È proprio il venir meno di questa precarietà, intesa in una accezione ampia (temporale, funzionale e costruttiva), che concretizza l’abuso edilizio e implica una trasformazione permanente del territorio con aumento del carico urbanistico.
La stessa richiesta di sanatoria, non fa altro che confermare la preesistenza nel tempo di un fabbricato che, pertanto, non può essere né temporaneo né precario.
Non può allora essere condivisa la scelta operata dal giudice di prime cure, poiché si è trattato di una “semplificazione argomentativa […] non potendo la vicenda essere definita sul solo assunto del mancato rispetto delle scansioni procedimentali contenute negli artt. 146 e 167 del d.lgs. n. 42 del 2004, non a caso promiscuamente richiamati, a prescindere dal suo sotteso inquadramento fattuale e giuridico”.

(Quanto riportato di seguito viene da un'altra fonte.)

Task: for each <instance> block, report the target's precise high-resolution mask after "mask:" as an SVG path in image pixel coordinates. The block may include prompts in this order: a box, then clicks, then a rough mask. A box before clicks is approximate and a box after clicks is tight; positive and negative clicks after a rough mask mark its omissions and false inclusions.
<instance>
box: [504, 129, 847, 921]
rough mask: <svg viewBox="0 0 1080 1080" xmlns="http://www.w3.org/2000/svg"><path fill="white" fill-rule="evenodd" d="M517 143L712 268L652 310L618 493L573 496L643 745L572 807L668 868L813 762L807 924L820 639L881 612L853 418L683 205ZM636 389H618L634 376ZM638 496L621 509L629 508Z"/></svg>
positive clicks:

In questo caso, l’installazione da parte della Società di un manufatto chiuso su tutti i lati, destinato a permanere per anni su suolo pubblico, travalicando da subito i limiti dell’art. 6, comma 1, lett. e-bis, del T.u.e., avrebbe imposto il rilascio, oltre che di titolo edilizio, anche di autorizzazione paesaggistica.
Il Consiglio di Stato, infine, si spinge ancora più in la, ricordando che “l’art. 146 prevede che l’amministrazione competente, una volta ricevuta l’istanza, verifichi preliminarmente la necessità del titolo, accertando che non si versi in quelle tipologie di interventi per i quali l’art. 149, comma 1, la esclude (art. 146, comma 7)” e che dunque il Comune avrebbe potuto (e dovuto) rilevare immediatamente l’assoluta preclusione dell’intervento, arrestando il procedimento con un diniego, senza nemmeno coinvolgere la Soprintendenza.